Le bilan de cette seconde guerre balkanique qui clôt pour un moment la crise balkanique est une déception générale, mais surtout en Serbie qui s’est vue refuser un accès à la mer, de par l’opposition autrichienne. Ce traité marque également la fin de la présence turque en Europe, possessions héritées de ses conquêtes du XVIe siècle.
Conclusion
Sur le plan militaire, la première et la seconde guerre balkanique sont marquées par des opérations qui vont à l’encontre des doctrines d’emploi des forces en vigueur dans l’ensemble des grandes puissances européennes. Il n’y eut aucune bataille décisive, mais une usure des belligérants, notamment turc au cours de la première guerre et bulgare dans la seconde. Cette usure était directement liée à l’emploi massif des feux par l’ensemble des belligérants. Pour se protéger des effets des feux, les armées qui y furent soumises s’enterrèrent et en revinrent aux principes et aux modalités de la guerre de siège. Ce phénomène avait déjà été observé lors de la guerre russo-japonaise en Mandchourie en 1905.
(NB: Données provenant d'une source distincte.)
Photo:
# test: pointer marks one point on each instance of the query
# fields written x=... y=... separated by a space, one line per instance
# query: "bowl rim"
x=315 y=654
Dans les deux cas, les grandes puissances y ont détaché des officiers observateurs pour relever les enseignements tactiques de ces opérations. En France, l’École de Guerre fut chargée du recueil de ces informations. Celui-ci, mettant l’accès sur les effets des feux, fut correctement effectué. Mais, là où le bât blesse, c’est que ce retour d’expérience se heurta, en France comme ailleurs d’ailleurs, à un mur d’incompréhension, car il allait à l’encontre de la culture militaire dominante. En effet, dans toutes les grandes armées européennes, cette culture militaire dominante demeurait celle de la manœuvre, assise sur une exégèse, souvent brillante, de l’œuvre de Carl von Clausewitz.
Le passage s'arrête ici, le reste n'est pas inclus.